David Lunceford

No. 73
- Position: Tackle

Personal information
- Born: May 6, 1934 Canton, Texas, U.S.
- Died: May 23, 2009 (aged 75) Tyler, Texas, U.S.
- Listed height: 6 ft 4 in (1.93 m)
- Listed weight: 240 lb (109 kg)

Career information
- High school: Van High School (Van, Texas)
- College: Baylor
- NFL draft: 1956: 8th round, 90th overall pick

Career history
- Chicago Cardinals (1957);
- Stats at Pro Football Reference

= David Lunceford =

American football player (1934–2009)

David Glenn Lunceford (May 6, 1934 – May 23, 2009) was an American offensive lineman who played football for Baylor University and for the Chicago Cardinals of the National Football League (NFL).

==Biography==

Lunceford grew up in Tyler, Texas, graduating from Van High School in 1952 and lettering in three sports. After a year at Tyler Junior College, he was recruited by Baylor, where he lettered in all three seasons (1954–1956), playing both offensive and defensive tackle. He appeared in both of Baylor's bowl games during that period: the 1954 Gator Bowl and the 1957 Sugar Bowl, in which Baylor upset the undefeated Tennessee Volunteers 13–7.

Lunceford was drafted by the Chicago Cardinals in 1957. He played offensive tackle for all 12 games in 1957. Injuries ended his career before the start of the 1958 season.
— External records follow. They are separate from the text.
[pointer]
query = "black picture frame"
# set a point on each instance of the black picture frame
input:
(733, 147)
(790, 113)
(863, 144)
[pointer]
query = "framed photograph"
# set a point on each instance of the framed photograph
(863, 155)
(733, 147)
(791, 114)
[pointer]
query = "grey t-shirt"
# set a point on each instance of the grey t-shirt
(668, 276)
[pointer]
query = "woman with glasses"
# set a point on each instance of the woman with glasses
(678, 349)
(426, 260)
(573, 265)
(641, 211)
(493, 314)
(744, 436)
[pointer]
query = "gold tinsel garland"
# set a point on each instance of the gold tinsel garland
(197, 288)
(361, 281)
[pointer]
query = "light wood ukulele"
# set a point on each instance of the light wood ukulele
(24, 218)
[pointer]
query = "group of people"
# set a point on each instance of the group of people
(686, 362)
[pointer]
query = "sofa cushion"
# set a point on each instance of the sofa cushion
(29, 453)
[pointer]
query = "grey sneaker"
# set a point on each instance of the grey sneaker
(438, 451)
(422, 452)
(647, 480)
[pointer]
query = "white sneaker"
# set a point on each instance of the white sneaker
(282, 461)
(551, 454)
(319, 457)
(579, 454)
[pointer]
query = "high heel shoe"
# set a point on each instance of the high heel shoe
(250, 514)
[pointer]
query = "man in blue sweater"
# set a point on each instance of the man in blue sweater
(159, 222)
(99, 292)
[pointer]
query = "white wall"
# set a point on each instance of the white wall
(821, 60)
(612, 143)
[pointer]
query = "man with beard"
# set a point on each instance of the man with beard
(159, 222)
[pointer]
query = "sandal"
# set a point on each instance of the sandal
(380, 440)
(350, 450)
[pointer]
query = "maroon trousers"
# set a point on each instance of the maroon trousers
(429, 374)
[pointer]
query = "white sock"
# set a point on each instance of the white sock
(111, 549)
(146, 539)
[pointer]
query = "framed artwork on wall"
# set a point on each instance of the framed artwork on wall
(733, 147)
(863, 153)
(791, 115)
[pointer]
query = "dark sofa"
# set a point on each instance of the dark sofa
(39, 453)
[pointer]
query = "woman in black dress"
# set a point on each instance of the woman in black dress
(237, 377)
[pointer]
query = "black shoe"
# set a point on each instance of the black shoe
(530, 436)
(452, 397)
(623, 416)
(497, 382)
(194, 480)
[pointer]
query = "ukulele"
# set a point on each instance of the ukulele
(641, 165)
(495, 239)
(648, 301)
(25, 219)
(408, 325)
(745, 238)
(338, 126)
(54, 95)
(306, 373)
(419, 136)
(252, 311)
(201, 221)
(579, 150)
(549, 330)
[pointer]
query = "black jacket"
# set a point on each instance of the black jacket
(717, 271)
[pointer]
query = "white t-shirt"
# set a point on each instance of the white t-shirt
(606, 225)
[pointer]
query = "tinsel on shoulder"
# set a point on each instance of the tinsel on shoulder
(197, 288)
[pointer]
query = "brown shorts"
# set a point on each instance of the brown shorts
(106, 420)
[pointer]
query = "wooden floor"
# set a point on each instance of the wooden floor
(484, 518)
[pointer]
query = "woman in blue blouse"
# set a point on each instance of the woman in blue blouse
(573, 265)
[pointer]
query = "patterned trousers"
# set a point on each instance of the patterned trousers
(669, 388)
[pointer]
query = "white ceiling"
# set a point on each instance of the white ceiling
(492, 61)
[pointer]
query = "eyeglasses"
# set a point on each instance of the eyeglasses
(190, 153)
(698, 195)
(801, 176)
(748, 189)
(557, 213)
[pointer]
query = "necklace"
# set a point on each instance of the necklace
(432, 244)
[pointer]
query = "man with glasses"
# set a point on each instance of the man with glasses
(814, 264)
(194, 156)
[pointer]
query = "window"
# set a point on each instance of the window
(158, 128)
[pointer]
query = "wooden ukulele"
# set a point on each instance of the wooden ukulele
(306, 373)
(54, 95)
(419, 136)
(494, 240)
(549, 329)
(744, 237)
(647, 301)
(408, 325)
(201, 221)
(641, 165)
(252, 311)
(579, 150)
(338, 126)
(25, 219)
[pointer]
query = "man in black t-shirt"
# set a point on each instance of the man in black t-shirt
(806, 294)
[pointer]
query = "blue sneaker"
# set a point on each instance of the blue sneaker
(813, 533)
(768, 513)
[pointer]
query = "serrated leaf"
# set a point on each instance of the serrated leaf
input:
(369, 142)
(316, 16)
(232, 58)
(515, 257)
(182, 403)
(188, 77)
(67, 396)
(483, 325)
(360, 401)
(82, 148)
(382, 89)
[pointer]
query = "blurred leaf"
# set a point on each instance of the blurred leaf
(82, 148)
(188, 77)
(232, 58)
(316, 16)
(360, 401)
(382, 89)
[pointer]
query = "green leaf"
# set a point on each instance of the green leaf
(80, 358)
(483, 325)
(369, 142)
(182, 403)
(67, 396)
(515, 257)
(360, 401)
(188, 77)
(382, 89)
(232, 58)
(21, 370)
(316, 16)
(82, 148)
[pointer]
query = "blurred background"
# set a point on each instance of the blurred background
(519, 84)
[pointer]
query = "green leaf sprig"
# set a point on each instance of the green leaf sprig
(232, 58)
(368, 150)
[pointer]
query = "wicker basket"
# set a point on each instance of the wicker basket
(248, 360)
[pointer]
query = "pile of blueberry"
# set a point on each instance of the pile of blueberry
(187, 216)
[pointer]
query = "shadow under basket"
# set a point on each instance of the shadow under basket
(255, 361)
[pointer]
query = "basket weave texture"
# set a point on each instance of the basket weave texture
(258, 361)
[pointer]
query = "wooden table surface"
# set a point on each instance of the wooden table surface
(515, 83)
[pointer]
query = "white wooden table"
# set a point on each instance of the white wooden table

After the NFL, Lunceford returned to his native Tyler and went to work in the oil industry, starting with Humble Oil and Refining, which later merged with Standard Oil of New Jersey (which ultimately became Exxon). He retired from Exxon in 1992, and he continued to work as a management consultant thereafter, as well as serving in various capacities in Tyler for his church, the community, and the local junior college.

Lunceford died on May 23, 2009, from complications of Alzheimer's disease.